—Despertemos a mi tío.
—Y a todos. Nos aguarda un mal cuarto de hora.
Despertaron al Capitán y a sus compañeros y les dijeron lo que ocurría.
—La cosa puede ser muy grave—dijo Van-Stael—. Los cocodrilos de los ríos de Nueva Guinea son feroces y no temen al hombre. ¿Empieza a subir la marea?
—Desde hace un cuarto de hora—respondió Van-Horn.
—Es necesario defendernos hasta que estemos a flote.
—¿Y no oirán los piratas los tiros?
—Sin duda, Horn; y subirán en seguida río arriba; pero no vamos a dejar que nos devoren los cocodrilos por miedo a los piratas. Apenas podamos movernos, o, mejor dicho, apenas pueda moverse la embarcación, nos refugiaremos en los bosques y allí estaremos seguros. ¡Atención! ¡Ahí están los cocodrilos! Procurad darles en el cuello, si queréis que nos veamos libres de sus tremendas mandíbulas.

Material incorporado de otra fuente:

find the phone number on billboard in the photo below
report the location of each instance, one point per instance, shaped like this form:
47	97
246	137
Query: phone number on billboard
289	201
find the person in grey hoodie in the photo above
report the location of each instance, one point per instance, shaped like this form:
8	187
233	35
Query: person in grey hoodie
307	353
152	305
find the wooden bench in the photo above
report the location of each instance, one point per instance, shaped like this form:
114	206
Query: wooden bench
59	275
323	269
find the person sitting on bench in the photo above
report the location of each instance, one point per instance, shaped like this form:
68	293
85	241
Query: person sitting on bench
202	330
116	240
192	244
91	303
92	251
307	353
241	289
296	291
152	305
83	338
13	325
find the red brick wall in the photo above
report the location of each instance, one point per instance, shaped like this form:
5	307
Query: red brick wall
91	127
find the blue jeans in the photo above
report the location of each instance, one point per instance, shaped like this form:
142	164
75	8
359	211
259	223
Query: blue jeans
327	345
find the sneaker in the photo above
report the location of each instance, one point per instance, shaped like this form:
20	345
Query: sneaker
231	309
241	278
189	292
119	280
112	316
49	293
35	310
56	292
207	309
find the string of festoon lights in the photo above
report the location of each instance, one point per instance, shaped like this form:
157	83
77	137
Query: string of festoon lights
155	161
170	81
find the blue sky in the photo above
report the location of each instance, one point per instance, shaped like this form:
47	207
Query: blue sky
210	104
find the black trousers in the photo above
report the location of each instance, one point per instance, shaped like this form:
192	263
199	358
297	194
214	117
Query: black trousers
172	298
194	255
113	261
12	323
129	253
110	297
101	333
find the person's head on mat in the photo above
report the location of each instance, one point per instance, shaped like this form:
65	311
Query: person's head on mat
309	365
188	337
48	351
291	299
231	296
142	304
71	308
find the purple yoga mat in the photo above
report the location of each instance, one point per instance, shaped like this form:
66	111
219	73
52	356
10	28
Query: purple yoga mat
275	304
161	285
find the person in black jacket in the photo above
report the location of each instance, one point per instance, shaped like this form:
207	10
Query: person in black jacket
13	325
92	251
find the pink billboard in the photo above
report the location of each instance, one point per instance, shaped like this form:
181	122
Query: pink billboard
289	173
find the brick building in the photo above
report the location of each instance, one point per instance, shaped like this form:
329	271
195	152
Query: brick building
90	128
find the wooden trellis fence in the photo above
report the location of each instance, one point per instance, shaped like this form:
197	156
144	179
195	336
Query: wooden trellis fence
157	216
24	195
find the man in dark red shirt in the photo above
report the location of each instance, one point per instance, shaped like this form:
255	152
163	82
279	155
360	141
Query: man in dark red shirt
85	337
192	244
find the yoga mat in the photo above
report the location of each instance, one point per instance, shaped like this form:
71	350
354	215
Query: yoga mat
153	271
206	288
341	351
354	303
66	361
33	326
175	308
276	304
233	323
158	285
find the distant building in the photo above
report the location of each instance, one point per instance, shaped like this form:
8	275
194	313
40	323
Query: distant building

Los cocodrilos llegaban, en efecto; pero no eran dos o tres, sino una verdadera banda; treinta, cuarenta o quizá más. ¿Cómo se habían reunido allí tantos saurios, cuando los náufragos no habían visto ni uno siquiera durante el día? ¿Venían de alguna gran charca o de algún lago que hubiera cerca del río? Ambas cosas eran probables.